O Ministério da Administração Interna (MAI) afirma que “quaisquer práticas administrativas com interpretação diversa da lei serão corrigidas pelo Serviço de Estrangeiros e Fronteiras (SEF)”. Em resposta a uma notícia do PÚBLICO na qual a Associação Olho Vivo denunciava que o SEF estava a impedir a regularização de crianças com menos de três nascidas em Portugal, filhas de pais em situação irregular, o MAI disse ainda que “eventuais situações concretas daí decorrentes serão reanalisadas de acordo com os critérios da Lei de Estrangeiros”.​ 

Antes, as crianças que nasciam em Portugal podiam regularizar-se mais cedo, mas neste momento só se pode fazer “o agendamento a partir do momento em que a criança tem três anos”, afirmou Flora Silva, a dirigente da Olho Vivo que há anos apoia imigrantes, nomeadamente nos processos de regularização. Por várias vezes Flora Silva tentou fazer agendamentos no SEF para estas situações e a resposta foi sempre a mesma: teria de esperar até aos três anos mas não explicaram o porquê da alteração.

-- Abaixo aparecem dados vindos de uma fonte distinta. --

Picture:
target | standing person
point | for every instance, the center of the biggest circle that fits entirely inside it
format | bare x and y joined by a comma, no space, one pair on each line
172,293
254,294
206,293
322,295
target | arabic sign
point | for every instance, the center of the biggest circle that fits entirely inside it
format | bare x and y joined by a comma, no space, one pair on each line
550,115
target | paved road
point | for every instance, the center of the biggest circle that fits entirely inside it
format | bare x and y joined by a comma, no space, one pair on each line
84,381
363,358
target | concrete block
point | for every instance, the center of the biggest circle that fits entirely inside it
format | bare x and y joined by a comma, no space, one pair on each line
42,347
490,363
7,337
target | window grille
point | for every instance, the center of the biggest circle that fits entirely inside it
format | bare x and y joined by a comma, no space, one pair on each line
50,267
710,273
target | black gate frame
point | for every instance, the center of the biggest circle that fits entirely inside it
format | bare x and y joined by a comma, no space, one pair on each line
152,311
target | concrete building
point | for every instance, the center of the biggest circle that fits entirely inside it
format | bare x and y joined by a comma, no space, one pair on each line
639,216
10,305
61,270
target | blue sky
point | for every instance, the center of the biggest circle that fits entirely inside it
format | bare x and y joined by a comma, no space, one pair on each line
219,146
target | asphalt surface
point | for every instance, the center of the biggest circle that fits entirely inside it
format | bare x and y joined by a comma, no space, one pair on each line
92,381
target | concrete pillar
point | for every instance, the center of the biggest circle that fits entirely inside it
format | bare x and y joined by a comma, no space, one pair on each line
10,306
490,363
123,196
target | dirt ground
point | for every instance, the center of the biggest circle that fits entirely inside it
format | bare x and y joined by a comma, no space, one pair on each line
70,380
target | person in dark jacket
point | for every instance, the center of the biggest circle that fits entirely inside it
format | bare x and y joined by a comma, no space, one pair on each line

O SEF, questionado pelo PÚBLICO, não deu resposta em tempo útil. O MAI clarifica agora que, tal como o PÚBLICO referia, a lei “não estabelece qualquer patamar etário para a concessão de autorização de residência a menores”, independentemente da situação dos pais.

Na lei de estrangeiros não há nada que imponha esta regra dos três anos. Segundo a lei, as crianças estrangeiras nascidas em Portugal, filhas de pais que ainda não estão regularizados, têm direito a pedir autorização de residência desde que estejam a frequentar o ensino pré-escolar e os pais apresentem prova de meios de subsistência.

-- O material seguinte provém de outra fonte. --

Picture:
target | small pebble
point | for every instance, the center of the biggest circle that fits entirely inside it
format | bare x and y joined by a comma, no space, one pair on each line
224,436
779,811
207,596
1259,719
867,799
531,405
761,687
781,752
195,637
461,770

Crianças que estavam na creche podiam fazer esse pedido, afirmou Flora Silva. Mas desde há pouco tempo — e Flora Silva não soube precisar a partir de quando — que foi introduzido um novo critério, “que não sabemos de onde vem”: a criança precisa de ter três anos para efectuar o pedido de residência. “Portanto, a criança fica durante este período sem abono de família, sem direitos mesmo estando os pais a trabalhar e a descontar… É um grande retrocesso”, critica. “Achamos que é uma grande injustiça a criança ficar indocumentada, e durante um período muito longo: é como se não existisse, numa altura em que as despesas com a educação são muito elevadas.”

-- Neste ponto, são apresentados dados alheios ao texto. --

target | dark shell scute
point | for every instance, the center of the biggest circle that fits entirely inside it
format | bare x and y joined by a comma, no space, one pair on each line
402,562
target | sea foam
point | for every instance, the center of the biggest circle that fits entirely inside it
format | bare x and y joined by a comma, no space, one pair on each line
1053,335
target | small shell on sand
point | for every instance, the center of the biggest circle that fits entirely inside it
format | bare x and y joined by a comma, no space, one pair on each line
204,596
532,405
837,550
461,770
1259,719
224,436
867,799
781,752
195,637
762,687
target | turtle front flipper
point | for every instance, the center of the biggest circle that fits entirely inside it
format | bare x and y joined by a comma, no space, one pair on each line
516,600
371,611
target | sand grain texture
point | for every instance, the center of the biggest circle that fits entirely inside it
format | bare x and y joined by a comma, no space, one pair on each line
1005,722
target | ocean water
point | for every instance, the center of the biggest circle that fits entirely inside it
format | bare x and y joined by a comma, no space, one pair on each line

 A lei de estrangeiros refere que os menores nascidos em Portugal beneficiam de estatuto de residente idêntico ao concedido a qualquer dos seus progenitores. Nas notas de comentários à lei no site do SEF diz-se que a regularização documental de uma criança “é desde logo importante para melhor usufruir de direitos básicos, como os que se referem à sua saúde e educação” e que mesmo em relação aos menores que estão no país de forma irregular o Estado deve “proporcionar o benefício desses direitos”, segundo a Convenção dos Direitos da Criança. Esta convenção estipula que os seus signatários, como Portugal, “comprometem-se a respeitar e a garantir os direitos previstos (…) a todas as crianças que se encontrem sujeitas à sua jurisdição, sem discriminação alguma, independentemente de qualquer consideração de raça, cor, sexo, língua, religião, opinião política ou outra da criança, de seus pais ou representantes legais, ou da sua origem nacional, étnica ou social, fortuna, incapacidade, nascimento ou de qualquer outra situação”.